Karl Rove believes that Sarah Palin will run for president. Many other political observers have said the same thing, even as the former Alaska governor and 2008 vice presidential nominee has remained coy about her intentions.
I’ve had my doubts. Palin has done very little of the legwork required to mount a competitive bid for the Republican nomination. She has watched other candidates come in and grab slices of her Tea Party base. And like Mike Huckabee, who declined to run earlier this year, she has achieved a celebrity status that might be more appealing than the rigors of a campaign.
Palin has emerged as a kingmaker in conservative and Republican politics, however. The possibility that she might run for president maximizes her leverage, so she needs to keep that possibility open for as long as she can. That’s why I have tended to interpret her campaign-like activities, such as the trips to Iowa, as elaborate head fakes.
Until now. Palin’s repeated condemnations of “crony capitalism” are a not-too-subtle jab against Texas Gov. Rick Perry, who has emerged as a frontrunner in national Republican polls and has established himself as a Tea Party favorite in his own right. It doesn’t make much sense to attack the man who could be the Republican nominee, the candidate who might be the most logical person for Palin to endorse, unless she plans to run herself. ((Though obviously the criticism applies to Mitt Romney and Barack Obama as well.)
Palin might see the crony capitalism charge as one of Perry’s weak points. While Romney supposedly plans to hit Perry from the left on entitlements and from the right on immigration, Palin has the cred to potentially make this line of attack — simultaneously populist and libertarian — stick.
A Palin presidential campaign would be a big gamble at this point. Her poll numbers have fallen precipitously. Some of her supporters have moved on to other candidates, all of whom are more organized than she. An unsuccessful or embarrassing presidential candidacy would undermine her standing as a conservative leader (see Gingrich, Newt). She could effectively help Romney win the nomination.

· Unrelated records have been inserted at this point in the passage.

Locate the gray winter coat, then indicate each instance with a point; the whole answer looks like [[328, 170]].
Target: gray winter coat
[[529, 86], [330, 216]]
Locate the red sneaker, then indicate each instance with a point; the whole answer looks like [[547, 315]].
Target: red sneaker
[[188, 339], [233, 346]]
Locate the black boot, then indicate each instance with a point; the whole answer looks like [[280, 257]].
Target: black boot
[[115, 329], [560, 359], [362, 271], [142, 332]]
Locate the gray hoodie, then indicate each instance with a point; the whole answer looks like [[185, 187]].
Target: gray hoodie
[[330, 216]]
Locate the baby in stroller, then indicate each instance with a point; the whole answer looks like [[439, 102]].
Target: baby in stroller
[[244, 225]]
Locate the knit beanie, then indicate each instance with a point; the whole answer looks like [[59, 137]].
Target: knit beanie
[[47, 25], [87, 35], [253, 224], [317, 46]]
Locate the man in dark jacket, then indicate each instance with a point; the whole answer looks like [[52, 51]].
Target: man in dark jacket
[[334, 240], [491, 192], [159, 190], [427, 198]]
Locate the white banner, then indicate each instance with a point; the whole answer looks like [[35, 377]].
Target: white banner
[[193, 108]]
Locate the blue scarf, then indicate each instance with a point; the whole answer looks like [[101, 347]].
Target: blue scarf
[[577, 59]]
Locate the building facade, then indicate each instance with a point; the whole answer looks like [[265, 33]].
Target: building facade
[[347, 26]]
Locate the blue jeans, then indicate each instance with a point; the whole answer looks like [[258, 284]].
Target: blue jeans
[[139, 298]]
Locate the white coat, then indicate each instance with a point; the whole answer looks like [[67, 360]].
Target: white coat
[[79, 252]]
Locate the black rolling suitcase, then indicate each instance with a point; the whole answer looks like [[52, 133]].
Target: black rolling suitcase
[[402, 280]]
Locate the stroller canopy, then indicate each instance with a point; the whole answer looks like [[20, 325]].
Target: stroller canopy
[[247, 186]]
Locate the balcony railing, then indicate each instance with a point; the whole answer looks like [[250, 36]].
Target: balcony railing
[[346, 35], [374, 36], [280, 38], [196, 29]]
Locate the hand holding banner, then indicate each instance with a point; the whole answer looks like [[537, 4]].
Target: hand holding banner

Then again, Palin’s numbers could rise as soon as she announced. Supporters who have left for Perry or Michele Bachmann might return. All of the poll numbers from 2007, which showed Rudy Giuliani and then Fred Thompson in the lead while John McCain was dead in the water, proved pretty much useless in predicting the following year’s primary results. Who’s to say that the early numbers will be any more predictive this time around?
Our friends Jeff Lord and Pat Buchanan have both suggested Palin could follow the Nixon strategy. Richard Nixon could afford to declare late for the 1968 Republican nomination, allowing George Romney and others to implode on their own. Although their detractors have much in common, Palin is obviously not Nixon. But perhaps she has some tricks up her sleeve.